Gatekeeper
RAG systems were never designed with security in mind.
Gatekeeper is the layer that lets them ship.
THE PROBLEM
RAG systems were never designed with security in mind. They surface sensitive context to the LLM, and the LLM has a real chance of leaking it. Existing access control is either too coarse (database-level) or scattered through application code (impossible to audit, version, or maintain). Many RAG systems never made it to production for exactly this reason.
THE APPROACH
A pluggable policy layer that sits on top of any existing RAG system, no rewrite required. A visual builder lets non-security engineers write rules without touching code; rules export as YAML and load directly into the runtime. Four enforcement stages (pre-query, pre-retrieval, post-retrieval, post-generation), each targeting a distinct threat. A novel "distilled prompt" mechanism injects governance rules into the LLM system prompt as a soft enforcement complement to the hard layer.
FOUR ENFORCEMENT STAGES
Block jailbreaks, rate-limit, and inject distilled rules into the LLM system prompt before any retrieval cost is paid.
Inject metadata filters into the vector search. Unauthorized chunks can't enter the LLM context even if they're semantically similar.
Redact PII. Drop or degrade chunks based on sensitivity. The last line before the prompt is assembled.
Enforce citations. Check confidence. Scan for leakage in the model's own output — the only stage that catches parametric-memory leaks.
THE OUTCOME
99.54% reduction in data leakage across three synthetic enterprise datasets (healthcare, financial, government). Sub-50ms p95 enforcement latency. Perfect F1 score (1.0) on access control. 73% reduction in policy authoring time compared to imperative code. Published as a research paper. Released open source.
EVIDENCE
- 01
Four-stage enforcement
Pre-query, pre-retrieval, post-retrieval, and post-generation hooks, each addressing a distinct RAG threat vector identified in the recent security literature.
- 02
Policy-as-code DSL
Declarative YAML or JSON. Schema-aware. Versioned. Readable and writable by compliance officers, not just developers.
- 03
Rules Studio
Visual policy builder with a form-based condition editor, live simulator, version diff view, and audit log explorer. Built in Next.js, TypeScript, and shadcn/ui.
- 04
Distilled-prompt injection
Active rules become natural-language constraints in the LLM system prompt. Soft enforcement alongside the hard layer.
- 05
Structured audit
Every decision generates a JSON event with a cryptographic policy-version hash. End-to-end data lineage reconstructable from a single SQL query.
MY CONTRIBUTION
- 01
Co-author with Sagar Harsora, Kush Kapadia, and Siddhanth Srivastava, under Prof. Neha Katre.

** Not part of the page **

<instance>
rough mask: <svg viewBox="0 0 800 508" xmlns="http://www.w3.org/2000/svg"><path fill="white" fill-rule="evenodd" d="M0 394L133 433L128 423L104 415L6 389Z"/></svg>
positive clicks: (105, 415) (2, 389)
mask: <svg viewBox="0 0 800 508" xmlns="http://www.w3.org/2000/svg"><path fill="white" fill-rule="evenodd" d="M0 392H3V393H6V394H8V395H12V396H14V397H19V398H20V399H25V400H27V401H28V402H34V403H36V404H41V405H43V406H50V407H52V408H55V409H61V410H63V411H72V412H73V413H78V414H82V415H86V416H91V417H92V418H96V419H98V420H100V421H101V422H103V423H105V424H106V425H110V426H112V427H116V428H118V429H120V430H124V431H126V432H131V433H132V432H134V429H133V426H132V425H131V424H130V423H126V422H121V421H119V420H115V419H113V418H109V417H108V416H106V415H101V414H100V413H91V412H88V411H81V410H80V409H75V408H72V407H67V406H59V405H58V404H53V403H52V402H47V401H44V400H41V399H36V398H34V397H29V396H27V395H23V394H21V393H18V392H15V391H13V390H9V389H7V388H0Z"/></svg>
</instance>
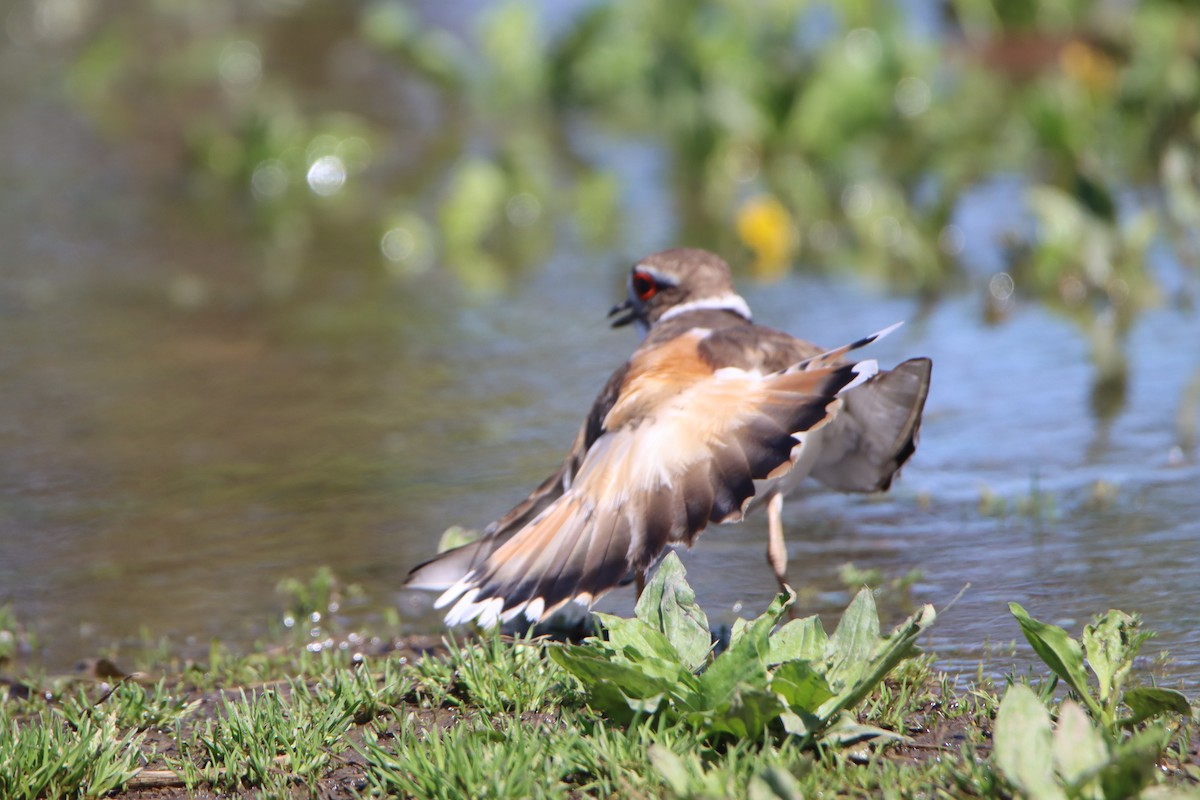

Final-year research project at DJSCE, Department of Information Technology.
- 02
Built the Rules Studio, the policy authoring frontend.
Cascading dropdowns from the registered schema, a live policy simulator, version diff view, audit log explorer. Built in Next.js, TypeScript, and shadcn/ui. The same stack the rest of the framework was hardened against.
Policy stopped being scattered application code.